Université citoyenne: le prix de la libéralisation de l'énergie
La mise en concurrence des acteurs des marchés du gaz et de l’électricité bénéficie-t-elle aux consommateurs ? Réponses de François-Mathieu Poupeau, invité de la prochaine université citoyenne.

© Américo Mariano
Depuis 2007, le secteur de l’énergie est ouvert à la concurrence pour les particuliers. Est-ce que nous y avons gagné ?
Il est difficile de répondre à cette question. Tout d’abord, on ne peut pas imputer les hausses de tarifs qu’on a pu constater en France depuis une dizaine d’années au seul processus de libéralisation. D’autres facteurs interviennent, comme le coût de rachat des énergies renouvelables (pour l’électricité) ou l’augmentation des prix du pétrole (pour le gaz)… Ensuite, la concurrence est encore limitée car l’Etat a décidé d’instaurer des tarifs réglementés. Ceci étant, tout le monde s’accorde à dire que si l’ouverture du marché français jouait à plein, les tarifs augmenteraient très fortement.
Pourquoi ?
Tout simplement parce qu’avant l’ouverture à la concurrence, les particuliers bénéficiaient de prix très favorables, qui ne couvraient qu’une partie des coûts.

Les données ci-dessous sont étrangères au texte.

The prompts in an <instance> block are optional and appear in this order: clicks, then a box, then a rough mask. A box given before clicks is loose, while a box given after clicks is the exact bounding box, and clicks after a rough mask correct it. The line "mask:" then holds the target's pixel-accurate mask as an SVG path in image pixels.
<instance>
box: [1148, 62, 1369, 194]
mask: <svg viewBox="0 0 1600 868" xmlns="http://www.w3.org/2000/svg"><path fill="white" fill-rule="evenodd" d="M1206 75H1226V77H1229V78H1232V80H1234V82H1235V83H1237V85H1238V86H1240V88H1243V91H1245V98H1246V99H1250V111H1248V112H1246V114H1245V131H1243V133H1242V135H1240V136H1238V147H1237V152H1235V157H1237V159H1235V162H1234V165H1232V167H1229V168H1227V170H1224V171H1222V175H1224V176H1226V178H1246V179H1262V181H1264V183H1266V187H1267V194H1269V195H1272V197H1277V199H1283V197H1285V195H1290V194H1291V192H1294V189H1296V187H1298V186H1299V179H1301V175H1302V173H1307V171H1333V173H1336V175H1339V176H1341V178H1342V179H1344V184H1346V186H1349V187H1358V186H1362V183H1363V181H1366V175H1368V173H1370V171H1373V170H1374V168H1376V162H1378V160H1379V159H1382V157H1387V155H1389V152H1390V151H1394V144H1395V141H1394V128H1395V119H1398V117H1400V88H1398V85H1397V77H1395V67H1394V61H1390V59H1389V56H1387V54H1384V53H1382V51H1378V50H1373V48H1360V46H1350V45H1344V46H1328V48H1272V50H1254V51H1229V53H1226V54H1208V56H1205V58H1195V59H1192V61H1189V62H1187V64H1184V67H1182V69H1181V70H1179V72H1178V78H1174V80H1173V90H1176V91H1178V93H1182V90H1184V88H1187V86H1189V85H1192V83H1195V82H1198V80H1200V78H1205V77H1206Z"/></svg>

Cette situation tenait au fait que cette catégorie d’usagers était plutôt protégée par l’Etat, qui limitait les hausses de tarifs parce qu’elles étaient impopulaires. Ce manque à gagner était compensé par d’autres catégories de consommateurs, notamment les industriels. Si l’on va au bout de la logique de libéralisation, on peut penser que cet avantage sera amené à s’estomper.
« Faire jouer la concurrence » est-ce que ça marche ?

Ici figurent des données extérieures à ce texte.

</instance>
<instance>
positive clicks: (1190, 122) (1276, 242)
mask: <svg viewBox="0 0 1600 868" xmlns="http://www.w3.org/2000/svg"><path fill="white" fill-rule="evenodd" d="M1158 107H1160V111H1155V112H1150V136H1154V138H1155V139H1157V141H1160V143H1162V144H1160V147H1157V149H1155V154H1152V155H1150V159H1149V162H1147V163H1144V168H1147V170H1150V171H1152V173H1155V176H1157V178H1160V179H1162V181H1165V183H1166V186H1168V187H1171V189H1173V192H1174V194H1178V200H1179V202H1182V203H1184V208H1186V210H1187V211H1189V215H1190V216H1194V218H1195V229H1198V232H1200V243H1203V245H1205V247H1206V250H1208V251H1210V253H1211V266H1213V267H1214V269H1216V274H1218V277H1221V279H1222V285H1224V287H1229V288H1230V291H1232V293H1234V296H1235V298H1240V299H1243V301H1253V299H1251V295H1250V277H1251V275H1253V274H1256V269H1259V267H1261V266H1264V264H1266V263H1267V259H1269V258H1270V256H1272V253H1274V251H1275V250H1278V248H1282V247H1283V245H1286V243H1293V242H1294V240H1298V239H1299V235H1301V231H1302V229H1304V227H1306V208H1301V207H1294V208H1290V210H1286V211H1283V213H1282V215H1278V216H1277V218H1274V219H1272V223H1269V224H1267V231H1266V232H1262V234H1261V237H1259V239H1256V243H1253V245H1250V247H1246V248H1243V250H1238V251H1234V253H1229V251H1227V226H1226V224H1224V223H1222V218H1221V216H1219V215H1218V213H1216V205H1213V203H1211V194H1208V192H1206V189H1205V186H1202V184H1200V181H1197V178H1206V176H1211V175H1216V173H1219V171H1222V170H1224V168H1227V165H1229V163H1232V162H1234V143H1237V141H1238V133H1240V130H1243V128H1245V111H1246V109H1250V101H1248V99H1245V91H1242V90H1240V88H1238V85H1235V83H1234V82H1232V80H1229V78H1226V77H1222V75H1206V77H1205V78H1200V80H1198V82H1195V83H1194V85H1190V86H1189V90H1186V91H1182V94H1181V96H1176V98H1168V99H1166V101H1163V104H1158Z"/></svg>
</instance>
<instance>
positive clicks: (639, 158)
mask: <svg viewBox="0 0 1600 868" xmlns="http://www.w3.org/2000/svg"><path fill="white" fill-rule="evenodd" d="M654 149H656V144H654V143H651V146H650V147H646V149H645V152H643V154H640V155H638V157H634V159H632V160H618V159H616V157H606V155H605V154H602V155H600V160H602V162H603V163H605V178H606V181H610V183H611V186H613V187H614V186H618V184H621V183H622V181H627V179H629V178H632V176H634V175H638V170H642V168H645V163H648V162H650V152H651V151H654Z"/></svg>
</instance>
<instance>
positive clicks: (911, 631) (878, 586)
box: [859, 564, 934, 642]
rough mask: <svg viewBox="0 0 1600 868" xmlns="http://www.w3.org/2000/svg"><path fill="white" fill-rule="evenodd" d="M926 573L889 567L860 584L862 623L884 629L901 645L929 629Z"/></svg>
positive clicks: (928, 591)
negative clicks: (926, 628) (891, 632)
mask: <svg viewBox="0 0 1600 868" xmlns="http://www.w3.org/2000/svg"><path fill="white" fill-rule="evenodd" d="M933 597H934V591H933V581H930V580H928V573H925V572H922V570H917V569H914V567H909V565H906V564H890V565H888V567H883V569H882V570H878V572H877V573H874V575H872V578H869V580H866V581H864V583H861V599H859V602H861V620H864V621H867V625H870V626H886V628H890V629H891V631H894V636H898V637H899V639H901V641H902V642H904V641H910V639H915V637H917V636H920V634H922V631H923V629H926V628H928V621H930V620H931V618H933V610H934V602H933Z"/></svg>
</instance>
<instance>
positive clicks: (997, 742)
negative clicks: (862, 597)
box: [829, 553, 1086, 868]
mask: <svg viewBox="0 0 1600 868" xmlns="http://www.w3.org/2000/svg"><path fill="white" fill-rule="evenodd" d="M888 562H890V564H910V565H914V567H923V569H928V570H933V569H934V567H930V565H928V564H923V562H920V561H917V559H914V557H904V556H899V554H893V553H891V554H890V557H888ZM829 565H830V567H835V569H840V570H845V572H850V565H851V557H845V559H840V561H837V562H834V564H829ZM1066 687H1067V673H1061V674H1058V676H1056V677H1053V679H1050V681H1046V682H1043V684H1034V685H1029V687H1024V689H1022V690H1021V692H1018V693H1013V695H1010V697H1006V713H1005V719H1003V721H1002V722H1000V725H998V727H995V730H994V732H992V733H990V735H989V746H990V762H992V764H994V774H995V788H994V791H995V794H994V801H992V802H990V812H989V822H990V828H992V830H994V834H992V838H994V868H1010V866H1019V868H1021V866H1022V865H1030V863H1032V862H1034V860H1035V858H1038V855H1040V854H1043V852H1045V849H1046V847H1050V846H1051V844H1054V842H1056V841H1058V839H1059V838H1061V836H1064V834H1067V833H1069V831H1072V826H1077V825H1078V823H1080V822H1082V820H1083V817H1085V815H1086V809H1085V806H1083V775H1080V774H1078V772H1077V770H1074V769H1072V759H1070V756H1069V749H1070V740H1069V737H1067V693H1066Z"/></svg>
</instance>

Prenons l’exemple britannique. Les enquêtes disponibles montrent deux choses. La première est qu’une partie seulement des consommateurs tire son épingle du jeu de la concurrence : ceux qui ont un certain capital culturel et social et qui sont bien informés. C’est d’ailleurs en direction de cette catégorie de clients, assez volatile, souvent urbaine, que les fournisseurs portent le plus leurs efforts. Pour les autres, ceux qui ne veulent ou peuvent pas bouger, les gains sont loin d’être évidents. Le second enseignement des enquêtes est qu’en moyenne, les clients qui changent de fournisseur d’énergie ne font pas le choix optimal. Dans un cas sur trois, ceux-ci perdent même de l’argent dans l’opération. La raison en est simple. Elle tient aux stratégies des opérateurs qui, en ayant recours à de la vente forcée ou à des campagnes marketing bien orchestrées, réduisent de fait la liberté de choix des clients.
Est-ce que le consommateur a au moins gagné en qualité de service ?

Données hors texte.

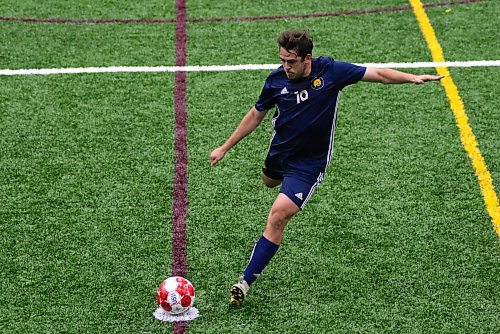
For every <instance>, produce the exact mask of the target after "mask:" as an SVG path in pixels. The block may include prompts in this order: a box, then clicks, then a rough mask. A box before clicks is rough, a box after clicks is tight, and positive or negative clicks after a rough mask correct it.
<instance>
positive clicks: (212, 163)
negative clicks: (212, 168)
mask: <svg viewBox="0 0 500 334" xmlns="http://www.w3.org/2000/svg"><path fill="white" fill-rule="evenodd" d="M224 155H226V151H224V149H223V148H222V147H218V148H216V149H215V150H213V151H212V153H210V164H211V165H212V166H215V165H217V163H218V162H219V161H221V160H222V159H223V158H224Z"/></svg>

Ca dépend. D’un côté, les évolutions récentes ont pu faciliter la vie des consommateurs. Désormais, on peut régler sa facture ou s’informer sur son contrat à toute heure du jour ou de la nuit, ce qui est appréciable. Mais encore faut-il avoir accès à internet, ce qui n’est pas le cas de tout le monde ! En outre, on constate une tendance à une perte de proximité vis-à-vis des clients et des formes de traitement de leurs demandes souvent très « bureaucratiques ». Ce constat a été mis en lumière dans les derniers rapports du médiateur de l’énergie et du médiateur de la République.
François Toulat-Brisson
Libéralisation des marchés de l’énergie : quelles conséquences pour les consommateurs ?. Jeudi 8 décembre, à 18h30, salle Betsy Jolas, au Forum. Entrée libre.
Sociologue et politiste, François-Mathieu Poupeau est chargé de recherche au CNRS. Ses travaux actuels portent sur l’action publique locale en matière énergétique et la réforme de l’Etat en France.